I'm pretty sure that REGEXP
was unable to handle UTF-8 characters "correctly" before MySQL 8.0. With 8.0, collations are honored, and much of what you are doing can be simplified.
In particular, REGEXP simply looked at each byte, one at a time. However, your accented letters require two bytes, thereby they are not handled correctly.

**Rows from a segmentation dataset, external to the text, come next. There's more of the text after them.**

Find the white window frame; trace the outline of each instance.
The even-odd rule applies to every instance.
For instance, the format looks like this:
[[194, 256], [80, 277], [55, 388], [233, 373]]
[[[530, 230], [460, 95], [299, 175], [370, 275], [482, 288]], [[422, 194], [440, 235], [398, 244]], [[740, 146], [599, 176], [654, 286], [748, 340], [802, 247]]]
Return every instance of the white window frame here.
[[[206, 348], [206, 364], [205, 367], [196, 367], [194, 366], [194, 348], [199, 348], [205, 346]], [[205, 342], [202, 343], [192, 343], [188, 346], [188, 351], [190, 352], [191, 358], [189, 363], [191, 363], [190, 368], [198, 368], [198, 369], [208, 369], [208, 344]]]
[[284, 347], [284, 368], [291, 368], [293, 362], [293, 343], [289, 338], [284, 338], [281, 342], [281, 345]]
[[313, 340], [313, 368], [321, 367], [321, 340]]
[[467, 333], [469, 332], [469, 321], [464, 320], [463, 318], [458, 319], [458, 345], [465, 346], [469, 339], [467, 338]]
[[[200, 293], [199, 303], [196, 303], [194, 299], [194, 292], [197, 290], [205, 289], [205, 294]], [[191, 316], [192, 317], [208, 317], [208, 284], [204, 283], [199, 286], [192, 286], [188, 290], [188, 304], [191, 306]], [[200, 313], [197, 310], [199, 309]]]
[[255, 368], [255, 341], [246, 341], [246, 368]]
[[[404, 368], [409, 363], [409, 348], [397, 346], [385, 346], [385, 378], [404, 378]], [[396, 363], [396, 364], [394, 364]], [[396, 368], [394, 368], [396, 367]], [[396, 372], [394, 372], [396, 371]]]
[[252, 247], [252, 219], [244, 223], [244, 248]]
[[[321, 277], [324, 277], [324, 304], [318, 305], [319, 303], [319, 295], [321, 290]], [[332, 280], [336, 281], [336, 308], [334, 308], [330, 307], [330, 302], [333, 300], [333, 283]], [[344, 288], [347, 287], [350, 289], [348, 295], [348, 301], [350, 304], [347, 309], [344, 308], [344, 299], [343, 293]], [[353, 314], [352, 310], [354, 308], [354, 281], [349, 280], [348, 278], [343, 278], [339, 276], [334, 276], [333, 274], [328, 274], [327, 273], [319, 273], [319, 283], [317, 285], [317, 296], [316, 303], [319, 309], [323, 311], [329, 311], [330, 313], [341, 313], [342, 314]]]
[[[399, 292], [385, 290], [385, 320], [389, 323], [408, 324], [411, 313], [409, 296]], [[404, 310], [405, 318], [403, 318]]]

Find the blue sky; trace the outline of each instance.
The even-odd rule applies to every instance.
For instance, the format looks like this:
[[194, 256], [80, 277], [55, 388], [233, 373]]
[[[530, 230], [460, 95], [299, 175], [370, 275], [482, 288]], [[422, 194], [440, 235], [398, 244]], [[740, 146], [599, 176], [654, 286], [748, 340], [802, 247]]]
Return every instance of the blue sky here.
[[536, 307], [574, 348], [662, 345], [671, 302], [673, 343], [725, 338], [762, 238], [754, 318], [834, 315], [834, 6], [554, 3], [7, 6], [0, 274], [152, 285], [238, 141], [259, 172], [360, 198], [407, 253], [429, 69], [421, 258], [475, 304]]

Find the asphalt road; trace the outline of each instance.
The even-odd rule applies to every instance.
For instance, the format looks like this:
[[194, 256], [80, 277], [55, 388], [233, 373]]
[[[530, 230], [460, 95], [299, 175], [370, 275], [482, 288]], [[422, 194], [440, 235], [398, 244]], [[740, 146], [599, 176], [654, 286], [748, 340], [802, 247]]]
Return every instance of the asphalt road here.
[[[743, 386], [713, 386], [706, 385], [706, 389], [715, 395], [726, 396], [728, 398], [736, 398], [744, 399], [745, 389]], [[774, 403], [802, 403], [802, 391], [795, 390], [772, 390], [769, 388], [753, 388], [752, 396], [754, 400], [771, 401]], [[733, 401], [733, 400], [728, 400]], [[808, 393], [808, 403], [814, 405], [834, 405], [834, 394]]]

Here's an example of it working 'correctly' in 8.0:
mysql> SELECT "edukacją zdrowotna" regexp 'edukacj[aąeęi] zdrowotna';
+-----------------------------------------------------------+
| "edukacją zdrowotna" regexp 'edukacj[aąeęi] zdrowotna' |
+-----------------------------------------------------------+
| 1 |
+-----------------------------------------------------------+
Or, to focus on the single character:
mysql> SELECT 'ą' REGEXP '[aąeęi]';
+-------------------------+
| 'ą' REGEXP '[aąeęi]' |
+-------------------------+
| 1 | <-- 1 == TRUE == it matched
+-------------------------+
I recommend you upgrade: 5.5 -> 5.6 -> 5.7 -> 8.0. Or dump the data and reload on 8.0. In either case, the upgrade will be quite time-consuming due to the large number of "little things" that have changed.
This chart shows that, with any collation (other than utf8_bin
), ą
= 'a': http://mysql.rjweb.org/utf8_collations.html